The family of Zelman Bokser is very sad to announce that Zelman died of cancer on November 30th at Memorial Sloan Kettering in New York. He was 67.
Zelman was the son of Sylvia and Willie Bokser and the brother of Izzy, aka Mindy, Bokser. He is survived by his wife Danny (I Ling Huang) and her son Allen (Wei Sheng Meng), who recently arrived in this country from Taiwan, as well as by Izzy.
Zelman was a brilliant, curious and quirky fellow with a kind heart. A musician by training and inclination (he had a doctorate from the Eastman School), he was a violist, a composer and a conducter.
He taught and conducted at the college level for years and then spent several years in Taiwan. He returned as a practicing Shinnyo En Buddhist active in his temple life and spent the last approximately 20 years teaching in the NYC school system. He brought violin programs to elementary schools in Bushwick and Sunset Park in Brooklyn and most recently was a music teacher and conducter at the Edward R. Murrow High School in Brooklyn, which Allen currently attends.
Zelman loved travel, music, good wine, good food and good company. He was devoted to his family and was happy to attend family events – particularly if they provided the aforementioned wine, food and company. Zelman made the world a better place. He was much loved and will be missed.
Please join us to honor him with a Buddhist-Jewish tribute to his memory at Sherman's Flatbush Memorial Chapel, 1283 Coney Island Avenue, Brooklyn, NY 11230 this Tuesday, December 4th at 11 a.m. The chapel service in Brooklyn will be followed by a graveside service in Queens at Mount Hebron Cemetery.

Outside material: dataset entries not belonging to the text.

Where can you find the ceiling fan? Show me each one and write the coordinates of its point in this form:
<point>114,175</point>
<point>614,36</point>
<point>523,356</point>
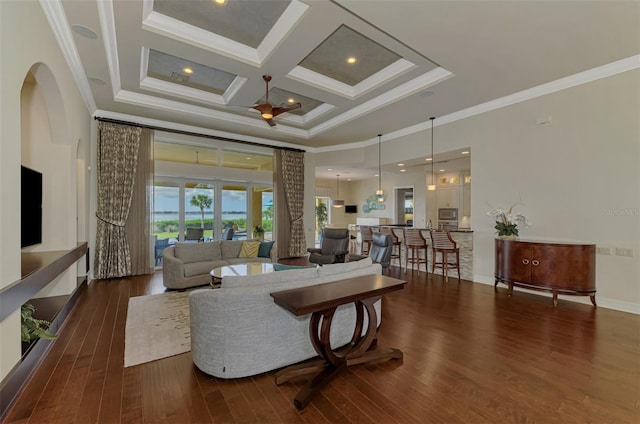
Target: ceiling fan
<point>269,111</point>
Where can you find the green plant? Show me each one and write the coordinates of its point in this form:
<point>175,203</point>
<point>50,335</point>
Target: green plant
<point>33,328</point>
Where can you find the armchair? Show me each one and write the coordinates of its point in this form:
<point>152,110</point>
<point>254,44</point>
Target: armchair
<point>380,251</point>
<point>334,247</point>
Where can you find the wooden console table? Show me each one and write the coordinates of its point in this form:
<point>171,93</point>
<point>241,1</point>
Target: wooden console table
<point>322,301</point>
<point>561,268</point>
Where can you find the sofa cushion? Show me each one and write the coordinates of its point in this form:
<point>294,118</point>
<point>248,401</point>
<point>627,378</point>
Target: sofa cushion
<point>198,252</point>
<point>231,248</point>
<point>305,274</point>
<point>249,249</point>
<point>204,267</point>
<point>342,268</point>
<point>265,249</point>
<point>283,267</point>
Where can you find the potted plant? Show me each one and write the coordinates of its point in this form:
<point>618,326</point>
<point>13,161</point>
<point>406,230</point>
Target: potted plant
<point>507,222</point>
<point>33,328</point>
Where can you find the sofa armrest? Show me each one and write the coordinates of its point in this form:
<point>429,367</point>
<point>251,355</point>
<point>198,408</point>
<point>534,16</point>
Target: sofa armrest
<point>172,268</point>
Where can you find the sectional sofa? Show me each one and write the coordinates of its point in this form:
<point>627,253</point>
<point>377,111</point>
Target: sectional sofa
<point>238,331</point>
<point>187,265</point>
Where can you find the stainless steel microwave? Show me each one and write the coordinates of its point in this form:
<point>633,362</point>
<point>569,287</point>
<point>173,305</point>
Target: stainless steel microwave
<point>448,214</point>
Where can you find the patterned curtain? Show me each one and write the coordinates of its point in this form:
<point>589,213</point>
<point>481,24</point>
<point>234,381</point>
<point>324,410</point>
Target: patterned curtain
<point>116,169</point>
<point>289,190</point>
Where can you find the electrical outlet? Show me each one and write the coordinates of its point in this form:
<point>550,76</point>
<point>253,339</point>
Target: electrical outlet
<point>620,251</point>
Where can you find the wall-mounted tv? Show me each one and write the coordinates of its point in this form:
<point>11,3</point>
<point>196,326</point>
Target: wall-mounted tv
<point>31,207</point>
<point>351,209</point>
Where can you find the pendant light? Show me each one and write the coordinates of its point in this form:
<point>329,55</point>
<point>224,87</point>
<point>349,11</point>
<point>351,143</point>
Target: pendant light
<point>379,192</point>
<point>337,203</point>
<point>432,186</point>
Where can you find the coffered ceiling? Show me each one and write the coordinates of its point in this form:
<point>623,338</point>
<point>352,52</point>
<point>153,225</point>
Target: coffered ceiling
<point>198,65</point>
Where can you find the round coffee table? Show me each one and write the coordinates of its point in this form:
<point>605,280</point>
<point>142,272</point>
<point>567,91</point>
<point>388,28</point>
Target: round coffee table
<point>249,268</point>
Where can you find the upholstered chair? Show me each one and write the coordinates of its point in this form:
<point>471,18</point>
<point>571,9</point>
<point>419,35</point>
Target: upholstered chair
<point>441,242</point>
<point>334,247</point>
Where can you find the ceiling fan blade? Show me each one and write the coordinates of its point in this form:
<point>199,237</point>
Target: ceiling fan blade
<point>263,108</point>
<point>278,110</point>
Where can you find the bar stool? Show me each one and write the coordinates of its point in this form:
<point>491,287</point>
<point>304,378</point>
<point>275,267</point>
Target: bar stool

"You can shed tears that he is gone,
or you can smile because he has lived.
You can close your eyes and pray that he'll come back,
or you can open your eyes and see all he's left.
Your heart can be empty because you can't see him,
or you can be full of the love you shared.
You can turn your back on tomorrow and live yesterday,
or you can be happy for tomorrow because of yesterday.
You can remember him only that he is gone,
or you can cherish his memory and let it live on.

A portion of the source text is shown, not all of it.